Re: [PATCH v2 0/4] Commit-graph: Generation Number v2 Fixes

Ævar Arnfjörð Bjarmason <avarab@xxxxxxxxx> · Tue, 01 Mar 2022 18:23:43 +0100

On Mon, Feb 28 2022, Derrick Stolee via GitGitGadget wrote:

> In particular, Git has been ignoring corrected commit dates since shortly
> after they were introduced. This is due to a bug I introduced when trying to
> make split commit-graphs safer with mixed generation number versions. I also
> noticed an issue with the offset overflows that I only noticed after writing
> generation number v3 using a smaller offset size, actually triggering the
> bug in the test suite.

I think sans existing small issues/fixes I noted this looks good.

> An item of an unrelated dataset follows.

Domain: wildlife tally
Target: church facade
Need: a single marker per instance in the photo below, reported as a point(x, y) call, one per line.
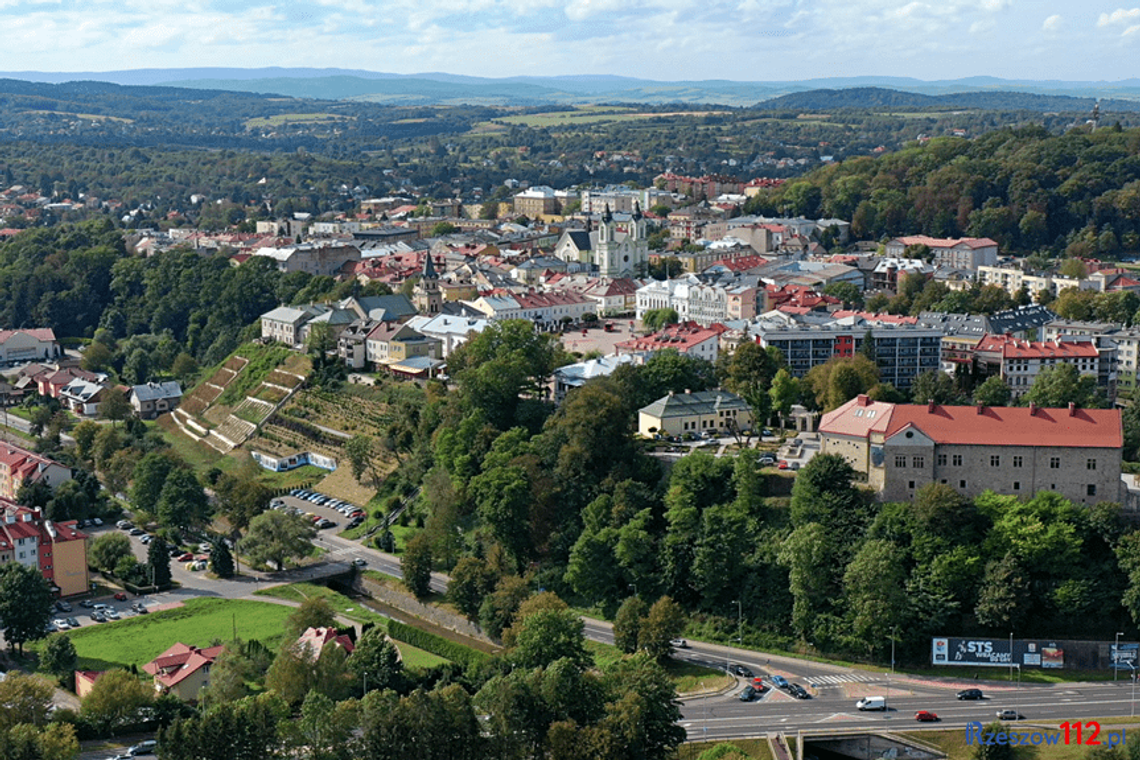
point(613, 251)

Just a bit on the overall direction/design. And don't worry, not the
verison v.s. chunk all over again (except notes about how the two
versions eventually interact) :)

I.e. the post-state here looks good, but I wondered about the direction
of:

 * We have a commitGraph.readChangedPaths for *reading* BIDX/BDAT, on by default
 * We have a commitgraph.generationVersion which pre this series is 1, post-2.
 * >= 2 means look at the GDAT/GDOV chunk, and when splitting/rewriting etc.
   carry them forward.

So, I wonder:

A. Do we really need these "yes I'll read this thing in the file" settings at all?

   Isn't it sufficient to have core.commitGraph=false as an escape hatch, do we
   really need to be able to selectively ignore individual parts of the file on-disk?

B. For a "selective ignore" the commitGraph.readChangedPaths=BOOL makes sense, but
   given the follow-up series it seems odd to end up with a commitgraph.generationVersion=3
   which bumps the top-level version of the commit-graph.

I.e. commitgraph.generationVersion=2 *is* optional since the GDAT/GCOV
chunks can be ignored, but commitgraph.generationVersion=3 is *not* since
it'll also bump the format version to v2 (not v3!).

So yeah, like I said I'm being quiet about the top-level version
v.s. chunks here blah blah :)

But for the end-state you want (as I understand it) wouldn't this make
more sense:

1. Just say we have write settings + "core.commitGraph=false" escape
   hatch, no "selective read".

2. Make commitgraph.generationVersion=2 an alias for a more obviously named
   commitGraph.readGenerationData=true (optional). Maybe deprecate
   "commitGraph.readGenerationData" (say "error: just don't write it then")

3. Never have a commitgraph.generationVersion=3 setting, but instead
   add say a core.writeCommitGraphVersion=2.

   We'd thus not be conflating "commitgraph.generationVersion" which *is*
   optional and is on both the read *and* write side, with your WIP
   commitgraph.generationVersion=3 which also changes how writes happen,
   but is not at all optional for reads. You'll either support it or get a
   warning() when loading the graph.

I think this should all be OK, and I don't think it conflicts with your
stated preferences about the top-level version v.s. optional/redundant
chunks.

It makes things simpler since we'd always read data we find, with no
"maybe ignore it if it's there" settings.

And it avoids user confusion of e.g. getting an error about not
understanding a v2 graph after setting a commitgraph.generationVersion=3
setting (since one is 0-indexed...), and having "versions" in the same
config setting being first optionalon read/write, to very much not
optional.